Class 1 Announces First Tranche Closing and Corporate Update
November 04 2020 - 5:17PM
Class 1 Nickel and Technologies Ltd. (CSE: NICO) ("
Class
1" or the "
Company") is pleased to
announce the closing of the first tranche of its non-brokered
private placement of: (i) flow-through units at an issue price of
$0.80 per unit; and (ii) hard dollar units at an issue price of
$0.70 per unit (collectively, the “
Offering”).
The Company raised $1,202,912 of hard dollar
units in this tranche and anticipates closing on approximately
$1,800,000 of flow-through units on the second tranche which is
expected to close on November 11, 2020. Each flow-through unit will
consist of one common share and one-half of one full common share
purchase warrant exercisable for 36 months from the closing date
with an exercise price of $1.05. Each hard dollar unit will consist
of one common share and one full common share purchase warrant
exercisable for 36 months from the closing date with an exercise
price of $1.00.
David Fitch, a director of the Company, through
DLFCMS Nominees Pty Ltd., a corporation which is beneficially owned
by him, acquired 400,000 units for a purchase price of $280,000
pursuant to the Offering. Prior to the Offering, Mr. Fitch
beneficially owned 33,671,330 common shares in the Company. As a
result of the Offering, Mr. Fitch beneficially owns and controls
34,071,330 common shares of the Company representing approximately
33.65% of the issued and outstanding common shares on a non-diluted
basis. Mr. Fitch has a long-term view of the investment and may
acquire additional securities of the Company including on the open
market or through private acquisitions or sell securities of the
Company including on the open market or through private
dispositions in the future depending on market conditions,
reformulation of plans and/or other relevant factors.
As a director of the Company, Mr. Fitch is
considered a related person within the meaning of the Canadian
Securities Exchange Policy 1 and his acquisition will be considered
to be a related party transaction within the meaning of
Multilateral Instrument 61-101 (“MI 61-101”). The
Company intends to rely on the exemptions from the valuation and
minority shareholder approval requirements of MI 61-101 contained
in Sections 5.5(a), 5.5(b) and 5.7(1)(a).

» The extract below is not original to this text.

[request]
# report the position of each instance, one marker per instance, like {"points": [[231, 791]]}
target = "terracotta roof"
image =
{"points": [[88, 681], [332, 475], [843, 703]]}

All securities will be subject to a four-month
hold period from the closing date and insiders may be participating
for up to 25% of the total issue in the private placement. On this
closing, the Company paid a total of $19,632.98 in compensation to
certain finders along with along with the issuance of 31,047
finder’s warrants entitling the holders to 1 common share for each
warrant for a period of 36 months form the date hereof at an
exercise price of $1.00.
The Company is also please to announce the
appointment of Omar Gonzalez as the new CFO of the Company. The
Company also wishes to thank Mr. Siddiqui who has resigned as a
director of the Company.
Proceeds of the Offering will be used to
complete the Phase 1 work program for the Company’s Alexo-Dundonald
Project and thereby satisfy all expenditure requirements on the
Project, to satisfy drilling commitments under the Company’s option
agreement with Quebec Precious Metals Corporation for the Somanike
Property located in the Abitibi region of Quebec, for general
working capital purposes and to fund potential future
acquisitions.
Class 1 Nickel and Technologies Limited
(CSE: NICO) is a mineral resource company focused on the
development of its 100% owned Alexo-Dundonald Project, a portfolio
of komatiite hosted magmatic nickel-copper-cobalt sulphide
resources located near Timmins, Ontario, as well as developing and
exercising the option over the Somanike komatiite hosted nickel
copper project in Quebec, which includes the famous Marbridge
Mine.
For more information, please contact:
Benjamin Cooper, PresidentT: 416.454.0166E:
info@class1nickel.com
For additional information please visit our new website
at www.class1nickel.com and our Twitter feed:
@Class1Nickel.
This press release may include forward-looking
information within the meaning of Canadian securities legislation,
concerning the business of the Company. Forward-looking information
is based on certain key expectations and assumptions made by the
management of the Company. Although the Company believes that the
expectations and assumptions on which such forward-looking
information is based on are reasonable, undue reliance should not
be placed on the forward-looking information because the Company
can give no assurance that they will prove to be correct.
Forward-looking statements contained in this press release are made
as of the date of this press release. The Company disclaims any
intent or obligation to update publicly any forward-looking
information, whether as a result of new information, future events
or results or otherwise, other than as required by applicable
securities laws.
Neither the Canadian Securities Exchange nor its regulation
services provider has reviewed or accepted responsibility for the
adequacy or accuracy of this press release.